We present BSGP, a new programming language for general purpose computation on the GPU. A BSGP program looks much the same as a sequential C program. Programmers only need to supply a bare minimum of extra information to describe parallel processing on GPUs. As a result, BSGP programs are easy to read, write, and maintain. Moreover, the ease of programming does not come at the cost of performance. A well-designed BSGP compiler converts BSGP programs to kernels and combines them using optimally allocated temporary streams. In our benchmark, BSGP programs achieve similar or better performance than well-optimized CUDA programs, while the source code complexity and programming time are significantly reduced.

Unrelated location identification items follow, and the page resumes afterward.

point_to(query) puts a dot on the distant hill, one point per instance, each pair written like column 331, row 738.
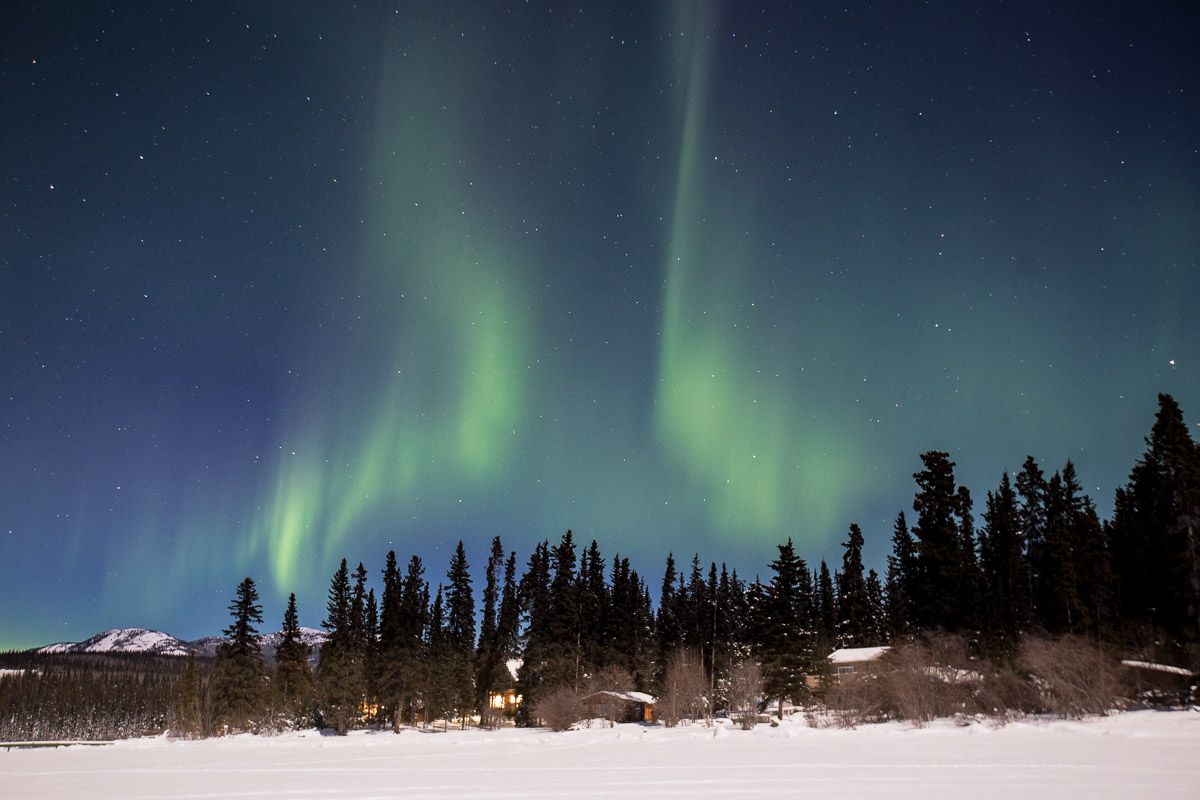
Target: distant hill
column 137, row 639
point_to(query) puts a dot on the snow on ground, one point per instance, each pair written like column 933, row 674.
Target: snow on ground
column 1138, row 755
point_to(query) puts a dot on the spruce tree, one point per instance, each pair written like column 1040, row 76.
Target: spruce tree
column 293, row 675
column 1156, row 529
column 409, row 659
column 340, row 672
column 189, row 717
column 827, row 613
column 390, row 642
column 239, row 687
column 460, row 635
column 940, row 557
column 490, row 654
column 900, row 578
column 786, row 627
column 876, row 630
column 853, row 603
column 535, row 605
column 1006, row 608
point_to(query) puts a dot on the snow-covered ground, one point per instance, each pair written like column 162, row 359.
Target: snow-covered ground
column 1138, row 755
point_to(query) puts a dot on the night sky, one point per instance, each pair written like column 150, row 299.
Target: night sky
column 288, row 282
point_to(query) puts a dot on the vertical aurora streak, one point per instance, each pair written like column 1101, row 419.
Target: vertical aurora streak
column 444, row 359
column 726, row 413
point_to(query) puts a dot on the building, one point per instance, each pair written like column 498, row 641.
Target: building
column 619, row 707
column 855, row 661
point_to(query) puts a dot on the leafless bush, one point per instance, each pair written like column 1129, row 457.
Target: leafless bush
column 857, row 699
column 684, row 689
column 744, row 687
column 925, row 679
column 1006, row 695
column 559, row 709
column 1073, row 675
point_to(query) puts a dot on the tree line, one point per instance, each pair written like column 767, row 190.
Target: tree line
column 1042, row 561
column 1041, row 564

To test BSGP's code efficiency and ease of programming, we implemented a variety of GPU applications, including a highly sophisticated X3D parser that would be extremely difficult to develop with existing GPU programming languages.

The language acts to simplify CUDA, which reminds me of assembly code even if it uses C syntax, with, among other things, a higher-level memory model and implicit data-flow (so you don't have to explicitly partition your code between different kernels). Here is one trick that really impressed me:

findFaces(int* pf, int* hd, int* ib, int n) {
  spawn(n*3) {
    rk = thread.rank;
    f = rk/3;  
    v = ib[rk];
    thread.sortby(v); 
    require
      owner = dtempnew[n]int;
    rk = thread.rank;
    pf[rk] = f;
    owner[rk] = v;
    barrier;
    if (rk == 0||owner[rk-1] != v)
      hd[v] = rk;
  }
}

After the call to sortby, all threads are sorted by rank according to the values of v, rather than explicitly sorting a list or some other auxiliary data structure that would have to be allocated into memory. In other words, the call forces a reality where all the threads are coincidentally arranged in the way we want them to be...an interesting PL concept.

Comment viewing options

Select your preferred way to display the comments and click "Save settings" to activate your changes.

References

Very briefly mentioned before. There's also a video presentation.

Intel Ct

Can someone point-out the difference between this and Intel ct hierarchical, synchronous tasks (HSTs)

Just from a cursory look at

Just from a cursory look at what Intel Ct is, they seem to be more ambitious about abstracting away parallelism on multi-cores, whereas BSGP is a less ambitious simplification of the CUDA model. The domains they are aiming at don't really overlap (Ct for multi-core, BSGP for GPU programming) in terms of their programming models.